I was trying to iterate over dates in the past, and the following is what worked for me:

我试图迭代过去的日期，以下是对我有用的：

#!/bin/bash

# Get the machine date
newDate=$(date '+%m-%d-%y')

# Set a counter variable
counter=1 

# Increase the counter to get back in time
while [ "$newDate" != 06-01-18 ]; do
  echo $newDate
  newDate=$(date -v -${counter}d '+%m-%d-%y')
  counter=$((counter + 1))
done

Hope it helps.

希望能帮助到你。

Bash is best written by leveraging pipes(|). This should result in memory efficient and concurrent(faster) processing. I would write the following:

Bash 最好通过利用管道 (|) 来编写。这应该导致内存高效和并发（更快）处理。我会写以下内容：

seq 0 100 | xargs printf "20 Aug 2020 - %sdays\n" \
  | xargs -d '\n' -l date -d

The following will print the date of 20 aug 2020and print the dates of the 100 days before it.

以下将打印日期20 aug 2020并打印它之前 100 天的日期。

This oneliner can be made into a utility.

这个oneliner可以做成一个实用程序。

#!/usr/bin/env bash

# date-range template <template>

template="${1:--%sdays}"

export LANG;

xargs printf "$template\n" | xargs -d '\n' -l date -d

By default we choose to iterate into the past 1 day at a time.

默认情况下，我们选择一次迭代到过去 1 天。

$ seq 10 | date-range
Mon Mar  2 17:42:43 CET 2020
Sun Mar  1 17:42:43 CET 2020
Sat Feb 29 17:42:43 CET 2020
Fri Feb 28 17:42:43 CET 2020
Thu Feb 27 17:42:43 CET 2020
Wed Feb 26 17:42:43 CET 2020
Tue Feb 25 17:42:43 CET 2020
Mon Feb 24 17:42:43 CET 2020
Sun Feb 23 17:42:43 CET 2020
Sat Feb 22 17:42:43 CET 2020

Let's say we want to generate dates up to a certain date.
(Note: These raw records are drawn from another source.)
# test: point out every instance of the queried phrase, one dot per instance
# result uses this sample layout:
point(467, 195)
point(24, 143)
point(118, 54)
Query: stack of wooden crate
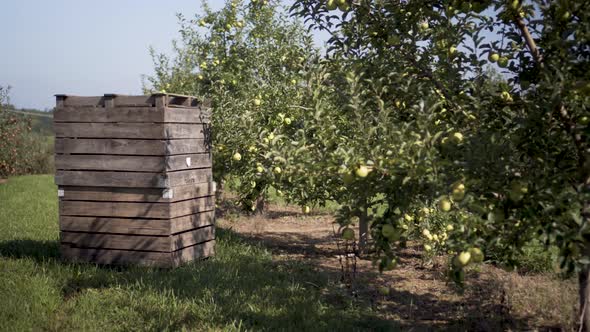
point(134, 179)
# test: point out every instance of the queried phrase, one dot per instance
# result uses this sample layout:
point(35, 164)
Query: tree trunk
point(260, 203)
point(584, 284)
point(363, 231)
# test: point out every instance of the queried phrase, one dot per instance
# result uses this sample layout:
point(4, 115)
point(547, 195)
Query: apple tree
point(248, 58)
point(469, 164)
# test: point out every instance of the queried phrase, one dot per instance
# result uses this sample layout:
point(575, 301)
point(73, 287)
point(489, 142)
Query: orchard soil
point(416, 296)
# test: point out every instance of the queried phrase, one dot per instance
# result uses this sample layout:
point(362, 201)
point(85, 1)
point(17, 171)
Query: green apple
point(444, 205)
point(476, 255)
point(462, 259)
point(331, 5)
point(388, 231)
point(347, 178)
point(348, 234)
point(362, 171)
point(458, 137)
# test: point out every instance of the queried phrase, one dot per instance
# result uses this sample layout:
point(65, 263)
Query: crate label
point(168, 193)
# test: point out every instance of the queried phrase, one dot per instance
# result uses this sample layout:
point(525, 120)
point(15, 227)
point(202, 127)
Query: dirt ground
point(413, 295)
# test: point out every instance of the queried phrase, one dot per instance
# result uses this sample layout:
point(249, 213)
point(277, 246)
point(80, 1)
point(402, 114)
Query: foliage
point(23, 149)
point(248, 59)
point(506, 159)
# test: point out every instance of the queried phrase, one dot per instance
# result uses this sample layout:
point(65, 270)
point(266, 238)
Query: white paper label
point(168, 193)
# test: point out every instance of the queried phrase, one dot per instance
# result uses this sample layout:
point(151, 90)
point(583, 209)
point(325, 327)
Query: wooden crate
point(134, 179)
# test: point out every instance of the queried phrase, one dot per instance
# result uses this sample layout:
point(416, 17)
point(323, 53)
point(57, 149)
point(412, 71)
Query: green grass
point(241, 288)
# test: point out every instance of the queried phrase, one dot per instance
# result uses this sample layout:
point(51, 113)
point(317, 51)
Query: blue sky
point(83, 47)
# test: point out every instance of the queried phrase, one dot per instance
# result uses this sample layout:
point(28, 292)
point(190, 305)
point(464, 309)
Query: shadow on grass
point(244, 287)
point(37, 250)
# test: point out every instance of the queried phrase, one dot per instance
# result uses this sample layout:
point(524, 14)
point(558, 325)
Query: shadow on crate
point(38, 250)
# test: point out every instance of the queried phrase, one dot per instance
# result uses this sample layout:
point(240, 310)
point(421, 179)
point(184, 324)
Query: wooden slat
point(145, 258)
point(138, 242)
point(105, 114)
point(132, 163)
point(136, 226)
point(199, 251)
point(136, 209)
point(115, 225)
point(192, 237)
point(128, 130)
point(137, 194)
point(117, 241)
point(132, 115)
point(182, 224)
point(133, 179)
point(130, 147)
point(118, 257)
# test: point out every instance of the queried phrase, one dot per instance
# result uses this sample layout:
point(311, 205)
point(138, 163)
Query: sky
point(84, 47)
We don't know yet how many iterations we need to get there. Let's say Tom was born 1 Jan 2001. We want to generate each date till a certain one. We can achieve this by using sed.

假设我们想要生成到某个日期的日期。我们还不知道需要多少次迭代才能到达那里。假设汤姆出生于 2001 年 1 月 1 日。我们希望生成每个日期直到某个日期。我们可以通过使用 sed 来实现这一点。
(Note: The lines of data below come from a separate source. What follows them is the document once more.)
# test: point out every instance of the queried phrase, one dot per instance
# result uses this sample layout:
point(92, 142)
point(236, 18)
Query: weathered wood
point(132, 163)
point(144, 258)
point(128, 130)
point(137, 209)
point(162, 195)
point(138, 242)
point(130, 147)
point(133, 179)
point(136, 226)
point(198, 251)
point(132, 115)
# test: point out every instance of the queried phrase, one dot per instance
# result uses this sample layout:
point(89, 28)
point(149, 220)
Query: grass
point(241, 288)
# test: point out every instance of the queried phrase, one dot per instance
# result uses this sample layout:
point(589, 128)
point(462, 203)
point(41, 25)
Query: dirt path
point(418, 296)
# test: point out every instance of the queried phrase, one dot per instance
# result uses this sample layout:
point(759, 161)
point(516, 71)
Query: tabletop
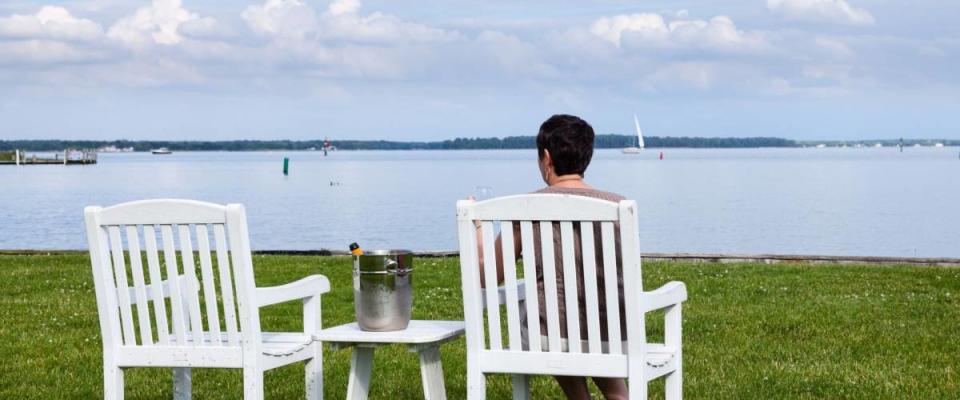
point(417, 332)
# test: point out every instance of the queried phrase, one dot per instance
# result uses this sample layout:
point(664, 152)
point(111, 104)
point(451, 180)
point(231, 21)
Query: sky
point(440, 69)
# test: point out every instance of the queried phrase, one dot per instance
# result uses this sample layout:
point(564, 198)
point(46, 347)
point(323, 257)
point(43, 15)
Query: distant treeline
point(511, 142)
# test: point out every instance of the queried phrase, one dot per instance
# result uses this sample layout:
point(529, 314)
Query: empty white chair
point(525, 348)
point(175, 289)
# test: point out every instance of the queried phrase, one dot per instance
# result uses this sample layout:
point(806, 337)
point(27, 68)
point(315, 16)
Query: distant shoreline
point(607, 141)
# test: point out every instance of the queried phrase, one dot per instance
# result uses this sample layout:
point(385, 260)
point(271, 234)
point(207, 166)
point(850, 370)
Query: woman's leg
point(575, 387)
point(612, 388)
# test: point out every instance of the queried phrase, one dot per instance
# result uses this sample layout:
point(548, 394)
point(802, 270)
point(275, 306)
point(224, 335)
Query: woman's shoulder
point(586, 192)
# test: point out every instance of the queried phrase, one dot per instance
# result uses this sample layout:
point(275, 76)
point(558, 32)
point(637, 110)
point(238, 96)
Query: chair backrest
point(173, 273)
point(539, 216)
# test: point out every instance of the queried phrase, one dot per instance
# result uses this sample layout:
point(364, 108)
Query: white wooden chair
point(181, 315)
point(629, 357)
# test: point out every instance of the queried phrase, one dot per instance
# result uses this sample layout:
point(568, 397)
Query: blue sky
point(432, 69)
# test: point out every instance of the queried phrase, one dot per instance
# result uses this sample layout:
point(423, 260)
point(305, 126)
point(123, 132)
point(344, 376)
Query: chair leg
point(112, 382)
point(476, 385)
point(361, 363)
point(182, 384)
point(521, 387)
point(637, 387)
point(314, 374)
point(674, 385)
point(431, 372)
point(252, 383)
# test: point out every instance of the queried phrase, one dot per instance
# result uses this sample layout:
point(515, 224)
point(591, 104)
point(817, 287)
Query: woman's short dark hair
point(570, 142)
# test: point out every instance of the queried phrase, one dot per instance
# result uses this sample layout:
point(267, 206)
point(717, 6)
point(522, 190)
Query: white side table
point(422, 337)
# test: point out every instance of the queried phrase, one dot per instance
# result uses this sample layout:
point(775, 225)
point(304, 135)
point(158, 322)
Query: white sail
point(636, 123)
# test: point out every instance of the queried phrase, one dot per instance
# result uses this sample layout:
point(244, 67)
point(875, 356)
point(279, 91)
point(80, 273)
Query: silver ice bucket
point(382, 289)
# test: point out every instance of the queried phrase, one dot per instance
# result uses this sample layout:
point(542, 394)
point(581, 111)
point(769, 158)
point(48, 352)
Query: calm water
point(787, 201)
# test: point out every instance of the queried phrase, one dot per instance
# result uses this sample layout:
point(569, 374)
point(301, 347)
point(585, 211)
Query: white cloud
point(283, 18)
point(833, 11)
point(157, 24)
point(341, 7)
point(647, 29)
point(38, 51)
point(50, 22)
point(341, 21)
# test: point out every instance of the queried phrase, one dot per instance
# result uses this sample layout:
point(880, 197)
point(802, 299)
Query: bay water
point(834, 201)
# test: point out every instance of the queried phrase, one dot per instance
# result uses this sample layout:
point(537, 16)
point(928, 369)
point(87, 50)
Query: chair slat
point(510, 285)
point(226, 285)
point(530, 285)
point(571, 292)
point(490, 282)
point(192, 297)
point(590, 287)
point(173, 278)
point(550, 286)
point(139, 285)
point(209, 288)
point(611, 288)
point(122, 284)
point(156, 279)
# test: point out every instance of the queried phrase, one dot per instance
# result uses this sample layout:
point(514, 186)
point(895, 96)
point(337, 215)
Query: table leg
point(431, 370)
point(361, 362)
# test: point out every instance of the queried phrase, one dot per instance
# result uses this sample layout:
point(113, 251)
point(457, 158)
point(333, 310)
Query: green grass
point(751, 331)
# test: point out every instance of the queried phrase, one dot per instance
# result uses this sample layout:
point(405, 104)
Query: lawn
point(751, 331)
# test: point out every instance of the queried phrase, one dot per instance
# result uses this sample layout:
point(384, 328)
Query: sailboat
point(640, 146)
seq 0 $((2**63-1)) | date-range | sed '/.. Jan 2001 /q'

The $((2**63-1))trick is used to create a big integer.

该$((2**63-1))技巧用于创建一个大整数。

Once sed exits it will also exit the date-range utility.

一旦 sed 退出，它也将退出日期范围实用程序。

One can also iterate using a 3 month interval:

还可以使用 3 个月的时间间隔进行迭代：

$ seq 0 3 12 | date-range '+%smonths'
Tue Mar  3 18:17:17 CET 2020
Wed Jun  3 19:17:17 CEST 2020
Thu Sep  3 19:17:17 CEST 2020
Thu Dec  3 18:17:17 CET 2020
Wed Mar  3 18:17:17 CET 2021

If you're stuck with busyboxdate, I've found working with timestamps to be the most reliable approach:

如果你被busybox日期困住了，我发现使用时间戳是最可靠的方法：

STARTDATE="2019-12-30"
ENDDATE="2020-01-04"

start=$(date -d $STARTDATE +%s)
end=$(date -d $ENDDATE +%s)

d="$start"
while [[ $d -le $end ]]
do
    date -d @$d +%Y-%m-%d

    d=$(( $d + 86400 ))
done

This will output:

这将输出：

2019-12-30
2019-12-31
2020-01-01
2020-01-02
2020-01-03
2020-01-04

Unix timestamp don't include leap seconds, so 1 day equals always exactly 86400 seconds.

Unix 时间戳不包括闰秒，所以 1 天总是正好等于 86400 秒。